4 min readMar 5, 2026 04:04 PM IST
First published on: Mar 5, 2026 at 04:04 PM IST
Nitish Kumar’s exit from Bihar politics due to ill-health makes the BJP, which is likely to have its first Chief Minister there, the dominant NDA partner in the state. It also potentially opens up the extremely backward caste (EBC) vote bank that Nitish had carved out in the state. With no successor already groomed by Nitish — his son Nishant is just about to begin his political innings when his father will no longer be CM — the EBC voters will be wooed by the BJP, RJD and JD(U) alike.
The future prospects of both the BJP and RJD will depend on who this large group of several castes — constituting 36 per cent of the state’s population — leans towards. The BJP, with its high tally of 89 in the Bihar assembly, seems to have the initial edge over the RJD, which has just 25 MLAs. For the JD(U), the challenge will be to retain votes, and the EBCs will be its greatest challenge, although the Kurmis, the caste to which Nitish Kumar belongs and which constitutes 2.8 per cent of Bihar’s population, are likely to go with the party.
Over the last 20 years, Nitish’s impact on the politics of Bihar and the country has been immense. In his early years as CM, he partially reversed the negative image of the state from the days of Lalu Prasad, sending out the message that lawlessness had gone down after he came to power. While his five flip-flops — his back-and-forth with the NDA and the Opposition over the years — may have dented Nitish’s image, they gave a boost to the BJP. For he had a “secular” image that helped the BJP in times when it was accused of being “communal” — the prime political narrative from 1992 to 2014. The fact that both camps have been eager to bring him on board actually disrupted the secular-communal binary itself.
For now, the politics of Bihar will increasingly seem bipolar, as Nitish’s exit makes the BJP and RJD appear to be the key players in the state — unless the JD(U) shows the ability to retain its position in the 2029 Lok Sabha and the 2030 Bihar Assembly elections. However, as these are a few years away, the JD(U) will appear somewhat diminished for now. However, the BJP cannot rest on the laurels of 89 seats in the 2025 Bihar assembly elections, as the recent verdict was a vote of gratitude to Nitish that helped ally the BJP, too, and tanked the RJD.
Nitish, who first came to power in alliance with the BJP, was aware that the Kurmis are numerically much smaller than the Yadavs, who constitute about 14 per cent of the population.

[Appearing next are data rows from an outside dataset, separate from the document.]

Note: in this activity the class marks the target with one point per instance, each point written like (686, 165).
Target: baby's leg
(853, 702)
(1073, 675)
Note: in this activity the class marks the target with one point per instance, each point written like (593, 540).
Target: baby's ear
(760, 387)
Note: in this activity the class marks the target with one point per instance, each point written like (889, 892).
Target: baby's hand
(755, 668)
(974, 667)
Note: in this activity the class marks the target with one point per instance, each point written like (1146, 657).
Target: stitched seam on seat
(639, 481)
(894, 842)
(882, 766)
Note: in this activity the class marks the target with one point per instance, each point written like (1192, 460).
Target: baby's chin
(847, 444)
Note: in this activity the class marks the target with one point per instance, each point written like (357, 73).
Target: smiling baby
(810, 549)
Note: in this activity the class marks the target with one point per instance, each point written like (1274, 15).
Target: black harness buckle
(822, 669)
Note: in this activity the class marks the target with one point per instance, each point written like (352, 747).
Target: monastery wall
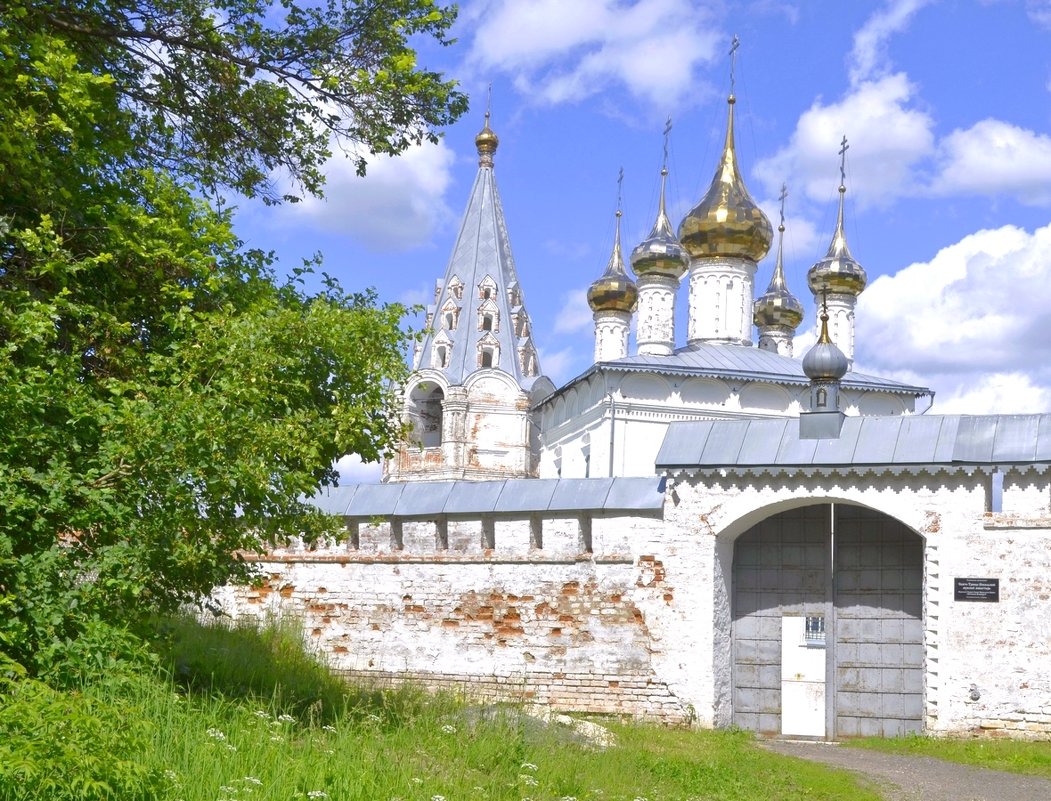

He overcame this limitation by carving out fresh constituencies among the EBCs, women, and Mahadalits (Dalits except Paswans — though he eventually included Paswans in the category, thus rendering it defunct). Nitish is departing, but the constituencies stay.
In a way, his term in Bihar also saw a deepening of political democracy. If Lalu’s 15 years between 1990 and 2005 marked the decline of “upper caste” dominance in the state, the 20 years of Nitish Kumar stretched the process to also ensure the decline of the Yadavs — the most dominant OBC group in Bihar.
In doing so, Kumar also became an agent for the splitting of the Bahujan discourse, with the non-Yadav OBCs and EBCs making common cause with the “upper castes”. His version of Mandal politics thus destroyed the forward-vs-backward binary by aligning the “upper castes” and sections of the backwards and extremely backwards.